Icono del sitio La Razón

Morirás en el Mamoré

El río, la película del director beniano Juan Pablo Richter, es un mar de confusiones. Uno: la pretenciosidad es mala compañera de viaje. El río quiere ser sensible, pero se ahoga en su falsedad; quiere homenajear a La ciénaga (pobre Lucrecia Martel), pero se hunde; quiere parecer cinéfila, pero no sale a flote. El Mamoré le queda demasiado grande.

El río arranca y termina igual: primeros planos a la nuca del protagonista (y de la coprotagonista) mientras escucha música hipster en sus modernos audífonos (o al revés, mientras escucha canciones modernas en sus audífonos hipster). Colocar la cámara al hombro y apuntar al cogote del actor podría ser un recurso, un guiño al cine de los hermanos belgas Dardenne, pero si comienzas así 12 secuencias consecutivas (sí, ¡doce!) durante la primera hora se convierte en un abuso desesperante, predecible y (…) pretencioso.

Dice Sebastián Morales, colega, que El río es una película para festivales y programadores de festivales, una película machista con presunto celofán feminista. Y añado: lo peor para una película es que se regodee en planos fijos, largos e inacabables; y que confunda lo poético con lo lento; la metáfora con la parsimonia.

Dos: dijo una vez un maestro japonés del cine (el señor Kurosawa) que con un buen guion puedes hacer una película buena o una película mala, pero que con un mal guion solo tendrás películas malas. El río es una de ellas. Su director también es su guionista (y su director de casting) y —sabido es— quien mucho abarca, poco aprieta. Lo peor del guion no son sus transiciones forzadas, sino sus diálogos automatizados e inverosímiles (el “prota” quiere irse a vivir a Drubovnik porque allá se rodó Juego de Tronos). Si Richter como director es pretencioso, como guionista, desaparece.

Tres: no hay dramaturgia, no hay construcción psicológica de los personajes, no hay dirección. Un cineasta debe aprender a ordenar y señalar el camino. Richter no lo hace, no sabe hacerlo, y ya pasaron ocho años de su debut pecaminoso con aquel extravío llamado Casting, la “primera película boliviana de terror”, a cuatro manos con Denisse Arancibia. Dijo una vez otro maestro (el señor Kubrick) que el cine es (o debería ser) como la música, una progresión de ánimos y sentimientos. En El río no hay progresión, no hay sentimientos, y la trama avanza como puede, sin brújula, sin mar donde desembocar.

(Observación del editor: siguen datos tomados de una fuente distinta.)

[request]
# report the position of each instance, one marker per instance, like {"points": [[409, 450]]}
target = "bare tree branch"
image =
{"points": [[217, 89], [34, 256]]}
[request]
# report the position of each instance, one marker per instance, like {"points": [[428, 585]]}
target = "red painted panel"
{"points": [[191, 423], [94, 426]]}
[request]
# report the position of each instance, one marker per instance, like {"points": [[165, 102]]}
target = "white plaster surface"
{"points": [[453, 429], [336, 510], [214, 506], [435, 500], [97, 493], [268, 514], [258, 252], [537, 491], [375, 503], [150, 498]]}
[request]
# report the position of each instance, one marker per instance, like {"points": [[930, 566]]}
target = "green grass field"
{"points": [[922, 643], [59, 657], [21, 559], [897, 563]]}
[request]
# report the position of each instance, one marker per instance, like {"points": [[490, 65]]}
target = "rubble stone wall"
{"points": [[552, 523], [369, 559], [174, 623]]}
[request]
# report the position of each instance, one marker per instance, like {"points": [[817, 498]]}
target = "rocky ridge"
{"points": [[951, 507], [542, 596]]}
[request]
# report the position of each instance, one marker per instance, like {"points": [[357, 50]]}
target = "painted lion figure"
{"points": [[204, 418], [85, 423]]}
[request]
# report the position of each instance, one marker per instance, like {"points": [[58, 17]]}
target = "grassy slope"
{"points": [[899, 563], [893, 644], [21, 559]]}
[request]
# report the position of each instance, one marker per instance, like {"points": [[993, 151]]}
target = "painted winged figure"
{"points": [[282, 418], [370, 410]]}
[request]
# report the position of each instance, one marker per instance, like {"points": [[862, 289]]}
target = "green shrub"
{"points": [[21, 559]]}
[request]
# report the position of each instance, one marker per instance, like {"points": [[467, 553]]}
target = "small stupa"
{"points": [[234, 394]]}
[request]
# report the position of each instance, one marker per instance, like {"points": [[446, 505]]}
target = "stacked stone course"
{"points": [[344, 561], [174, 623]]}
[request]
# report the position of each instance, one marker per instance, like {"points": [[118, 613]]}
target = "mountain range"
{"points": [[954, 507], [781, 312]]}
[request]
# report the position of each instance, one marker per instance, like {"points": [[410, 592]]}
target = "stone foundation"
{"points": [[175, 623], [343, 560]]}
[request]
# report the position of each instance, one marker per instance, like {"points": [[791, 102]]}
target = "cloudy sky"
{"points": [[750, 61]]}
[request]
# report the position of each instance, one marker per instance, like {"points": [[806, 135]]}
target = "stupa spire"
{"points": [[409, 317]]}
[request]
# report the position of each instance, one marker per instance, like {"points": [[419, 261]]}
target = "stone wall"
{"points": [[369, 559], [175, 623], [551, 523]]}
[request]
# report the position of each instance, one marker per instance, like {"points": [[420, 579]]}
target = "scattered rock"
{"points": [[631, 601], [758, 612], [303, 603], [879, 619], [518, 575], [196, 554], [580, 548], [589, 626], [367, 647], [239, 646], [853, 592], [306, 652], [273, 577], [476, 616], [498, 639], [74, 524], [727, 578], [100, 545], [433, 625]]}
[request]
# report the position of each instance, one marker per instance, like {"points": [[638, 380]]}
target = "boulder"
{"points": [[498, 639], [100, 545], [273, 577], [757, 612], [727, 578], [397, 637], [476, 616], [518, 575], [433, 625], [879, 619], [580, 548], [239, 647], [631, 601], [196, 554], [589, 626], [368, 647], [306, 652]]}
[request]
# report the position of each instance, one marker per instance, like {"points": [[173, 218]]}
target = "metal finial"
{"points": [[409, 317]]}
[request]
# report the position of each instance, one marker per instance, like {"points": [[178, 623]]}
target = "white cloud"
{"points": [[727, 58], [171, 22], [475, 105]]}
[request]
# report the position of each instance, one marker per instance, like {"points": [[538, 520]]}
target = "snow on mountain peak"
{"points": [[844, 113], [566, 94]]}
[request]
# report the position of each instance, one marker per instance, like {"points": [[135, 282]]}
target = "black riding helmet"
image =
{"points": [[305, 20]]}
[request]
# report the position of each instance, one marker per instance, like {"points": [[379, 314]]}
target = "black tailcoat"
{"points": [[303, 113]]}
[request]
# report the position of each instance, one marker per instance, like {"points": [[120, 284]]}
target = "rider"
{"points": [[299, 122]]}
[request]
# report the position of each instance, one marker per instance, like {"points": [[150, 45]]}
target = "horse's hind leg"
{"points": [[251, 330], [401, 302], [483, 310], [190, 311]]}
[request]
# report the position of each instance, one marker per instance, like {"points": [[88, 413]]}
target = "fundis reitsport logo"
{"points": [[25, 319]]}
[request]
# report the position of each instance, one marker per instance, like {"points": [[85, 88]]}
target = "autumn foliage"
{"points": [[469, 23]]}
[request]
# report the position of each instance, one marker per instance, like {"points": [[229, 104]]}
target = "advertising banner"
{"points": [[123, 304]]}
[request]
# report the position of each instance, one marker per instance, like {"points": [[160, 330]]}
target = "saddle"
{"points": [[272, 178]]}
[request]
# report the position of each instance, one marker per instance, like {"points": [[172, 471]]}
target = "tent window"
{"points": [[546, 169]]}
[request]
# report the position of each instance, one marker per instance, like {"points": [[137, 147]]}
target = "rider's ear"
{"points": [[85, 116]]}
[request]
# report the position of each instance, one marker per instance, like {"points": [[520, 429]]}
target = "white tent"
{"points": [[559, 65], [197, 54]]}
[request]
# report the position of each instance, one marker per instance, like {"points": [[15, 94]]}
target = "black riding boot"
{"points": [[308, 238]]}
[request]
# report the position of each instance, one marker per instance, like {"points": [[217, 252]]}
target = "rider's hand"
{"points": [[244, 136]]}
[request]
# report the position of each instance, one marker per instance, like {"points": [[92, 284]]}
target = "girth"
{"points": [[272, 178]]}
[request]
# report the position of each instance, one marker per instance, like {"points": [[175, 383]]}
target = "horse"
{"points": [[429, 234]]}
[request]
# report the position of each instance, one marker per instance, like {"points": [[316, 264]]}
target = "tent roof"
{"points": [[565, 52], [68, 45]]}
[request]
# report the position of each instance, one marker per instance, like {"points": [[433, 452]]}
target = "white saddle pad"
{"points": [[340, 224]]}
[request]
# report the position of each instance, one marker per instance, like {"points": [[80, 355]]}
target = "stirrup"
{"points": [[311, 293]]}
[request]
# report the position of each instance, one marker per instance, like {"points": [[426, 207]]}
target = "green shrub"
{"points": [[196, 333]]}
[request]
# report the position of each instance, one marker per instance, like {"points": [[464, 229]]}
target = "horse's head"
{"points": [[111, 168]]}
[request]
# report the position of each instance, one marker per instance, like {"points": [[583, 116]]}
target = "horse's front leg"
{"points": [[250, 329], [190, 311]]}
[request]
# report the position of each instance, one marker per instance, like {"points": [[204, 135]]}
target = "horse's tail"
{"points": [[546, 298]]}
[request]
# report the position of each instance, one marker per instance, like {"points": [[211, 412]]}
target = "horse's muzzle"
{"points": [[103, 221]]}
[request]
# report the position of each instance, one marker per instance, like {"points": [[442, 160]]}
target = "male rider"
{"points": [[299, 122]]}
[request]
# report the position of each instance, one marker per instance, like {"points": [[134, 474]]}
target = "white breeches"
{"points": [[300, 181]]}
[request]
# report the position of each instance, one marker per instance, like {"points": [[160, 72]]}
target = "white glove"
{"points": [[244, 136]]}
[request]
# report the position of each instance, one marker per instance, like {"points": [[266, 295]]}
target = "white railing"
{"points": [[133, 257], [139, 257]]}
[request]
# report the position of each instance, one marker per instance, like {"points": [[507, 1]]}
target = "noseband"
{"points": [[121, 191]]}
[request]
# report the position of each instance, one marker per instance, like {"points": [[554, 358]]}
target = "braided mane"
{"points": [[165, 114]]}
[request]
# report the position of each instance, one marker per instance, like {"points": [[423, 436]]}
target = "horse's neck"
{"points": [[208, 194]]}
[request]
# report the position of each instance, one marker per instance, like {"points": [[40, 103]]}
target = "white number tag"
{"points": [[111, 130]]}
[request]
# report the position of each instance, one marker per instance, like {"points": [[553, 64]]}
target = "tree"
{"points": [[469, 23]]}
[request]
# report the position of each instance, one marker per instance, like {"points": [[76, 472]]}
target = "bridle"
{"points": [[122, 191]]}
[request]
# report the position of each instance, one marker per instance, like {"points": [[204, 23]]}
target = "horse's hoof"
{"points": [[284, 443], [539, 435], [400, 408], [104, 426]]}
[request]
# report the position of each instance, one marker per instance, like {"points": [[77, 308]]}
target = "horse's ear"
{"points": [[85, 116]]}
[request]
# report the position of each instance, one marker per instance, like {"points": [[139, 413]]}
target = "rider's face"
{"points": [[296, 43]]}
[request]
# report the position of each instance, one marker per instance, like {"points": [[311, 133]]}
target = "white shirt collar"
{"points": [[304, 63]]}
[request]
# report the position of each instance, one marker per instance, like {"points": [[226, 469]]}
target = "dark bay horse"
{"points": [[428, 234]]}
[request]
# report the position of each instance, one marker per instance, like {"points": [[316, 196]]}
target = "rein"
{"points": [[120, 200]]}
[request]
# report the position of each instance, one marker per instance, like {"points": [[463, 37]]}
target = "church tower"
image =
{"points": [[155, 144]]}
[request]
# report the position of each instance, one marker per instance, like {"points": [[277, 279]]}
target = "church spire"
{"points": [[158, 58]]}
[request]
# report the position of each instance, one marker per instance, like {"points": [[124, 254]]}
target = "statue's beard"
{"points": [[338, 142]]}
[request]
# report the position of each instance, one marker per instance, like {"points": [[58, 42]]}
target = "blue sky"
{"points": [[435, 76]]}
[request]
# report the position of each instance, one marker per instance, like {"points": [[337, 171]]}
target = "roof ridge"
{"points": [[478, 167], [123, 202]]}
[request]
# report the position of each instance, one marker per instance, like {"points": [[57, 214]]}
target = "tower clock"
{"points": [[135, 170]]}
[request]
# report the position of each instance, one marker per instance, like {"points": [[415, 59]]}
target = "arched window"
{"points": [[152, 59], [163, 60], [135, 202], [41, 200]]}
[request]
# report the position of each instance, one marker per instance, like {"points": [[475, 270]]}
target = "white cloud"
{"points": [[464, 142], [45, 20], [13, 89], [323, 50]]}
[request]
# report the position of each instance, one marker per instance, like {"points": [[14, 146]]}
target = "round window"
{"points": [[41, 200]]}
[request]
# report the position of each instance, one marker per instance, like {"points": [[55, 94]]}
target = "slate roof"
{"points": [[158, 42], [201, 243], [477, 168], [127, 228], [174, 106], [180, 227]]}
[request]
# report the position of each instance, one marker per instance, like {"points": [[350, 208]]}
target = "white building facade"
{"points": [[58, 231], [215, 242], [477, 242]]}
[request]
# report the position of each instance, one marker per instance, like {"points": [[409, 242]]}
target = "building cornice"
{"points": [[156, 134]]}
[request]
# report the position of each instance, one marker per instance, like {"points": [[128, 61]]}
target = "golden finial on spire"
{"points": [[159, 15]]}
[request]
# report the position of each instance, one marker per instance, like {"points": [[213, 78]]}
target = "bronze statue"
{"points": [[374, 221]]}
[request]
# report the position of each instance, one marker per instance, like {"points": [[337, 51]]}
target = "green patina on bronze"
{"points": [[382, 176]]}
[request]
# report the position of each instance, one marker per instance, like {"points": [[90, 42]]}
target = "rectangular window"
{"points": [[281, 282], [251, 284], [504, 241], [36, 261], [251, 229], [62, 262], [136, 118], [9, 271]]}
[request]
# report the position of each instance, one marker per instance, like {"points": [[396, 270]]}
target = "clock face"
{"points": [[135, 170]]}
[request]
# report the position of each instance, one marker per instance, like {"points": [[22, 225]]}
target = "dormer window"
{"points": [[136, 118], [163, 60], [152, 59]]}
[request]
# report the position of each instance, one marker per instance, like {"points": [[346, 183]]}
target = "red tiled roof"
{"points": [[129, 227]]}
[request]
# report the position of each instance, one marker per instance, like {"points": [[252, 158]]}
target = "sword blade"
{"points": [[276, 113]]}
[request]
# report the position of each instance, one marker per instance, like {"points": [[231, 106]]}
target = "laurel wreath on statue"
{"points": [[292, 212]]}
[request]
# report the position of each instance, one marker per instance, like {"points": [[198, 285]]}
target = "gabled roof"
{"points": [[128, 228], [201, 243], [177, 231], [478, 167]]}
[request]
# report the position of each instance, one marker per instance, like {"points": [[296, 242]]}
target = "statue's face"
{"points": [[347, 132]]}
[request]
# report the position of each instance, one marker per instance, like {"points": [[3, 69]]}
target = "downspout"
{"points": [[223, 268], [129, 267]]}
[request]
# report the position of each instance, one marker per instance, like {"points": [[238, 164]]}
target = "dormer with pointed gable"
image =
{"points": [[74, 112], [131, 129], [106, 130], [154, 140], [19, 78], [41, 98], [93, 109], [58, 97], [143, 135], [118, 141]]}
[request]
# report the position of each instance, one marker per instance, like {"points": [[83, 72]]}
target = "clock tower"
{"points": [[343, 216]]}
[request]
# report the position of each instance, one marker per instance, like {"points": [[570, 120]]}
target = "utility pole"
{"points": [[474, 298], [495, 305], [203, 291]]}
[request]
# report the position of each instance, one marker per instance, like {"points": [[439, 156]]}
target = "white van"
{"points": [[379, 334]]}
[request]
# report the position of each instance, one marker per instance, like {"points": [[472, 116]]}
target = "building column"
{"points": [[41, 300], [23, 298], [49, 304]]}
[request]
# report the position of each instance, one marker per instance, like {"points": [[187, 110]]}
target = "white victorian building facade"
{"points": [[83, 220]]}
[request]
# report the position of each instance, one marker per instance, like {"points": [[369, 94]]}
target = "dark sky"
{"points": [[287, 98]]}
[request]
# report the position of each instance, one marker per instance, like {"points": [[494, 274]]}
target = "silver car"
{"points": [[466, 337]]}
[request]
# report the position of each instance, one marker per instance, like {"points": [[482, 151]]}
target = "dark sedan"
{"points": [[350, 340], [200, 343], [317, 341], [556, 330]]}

Cuatro: ¿qué nos quiere contar El río? El supuesto “mensaje” provocador, antimachista y antipatriarcal, anunciado por activa y por pasiva en la campaña marquetinera del filme, no aparece, es un bluff. La explotable relación malsana entre padre e hijo, que no se explica nunca, se desperdicia. El fantasmagórico romance entre hijo y joven madrastra hace aguas, de principio a fin, es otra tomadura de pelo. El río no sabe a dónde va.

Cinco: las películas costumbristas y regionalistas de nuestro cine han hecho más mal que bien. Los supuestos chistes de estereotipos regionales parecían enterrados y bien enterrados. Error. El río, rodada en Trinidad y Rurrenabaque, nos trae de vuelta el recurso facilón de llamar al colla “mudito”; de presentar al terrateniente camba-colla como déspota, putero y puteador; de retratar a la joven y bella “cambita” (Valentina Villalpando) como ignorante. Otro tiro por la culata y van…

Seis: el elenco actoral se ahoga con la película. El nobel Santiago Rozo no tiene las herramientas para recrear un personaje, improvisa y no es dirigido ni (bien) aconsejado. Los más experimentados (Fernando Arze, quien no puede lidiar cabalmente con el acento de su papel; Hugo Francisquini y Carlos Ureña) se dejan llevar por el despropósito. En El río no hay actuaciones, hay simulacros de actuaciones.

Siete y última: el efectismo y el formalismo son males endémicos. Hasta veteranos directores como Valdivia y Sanjinés han pisado ese palito. Richter lo pisa y lo vuelve a pisar, con gusto, seducido por las postales del Beni más paradisíaco. El resultado es esta película hispter y hueca, valga la redundancia. El Mamoré tiene vida propia. Dicen que te atrapa en su cauce, que te arrastra al fondo. Dicen que no te deja salir, ni en cuerpo ni en alma.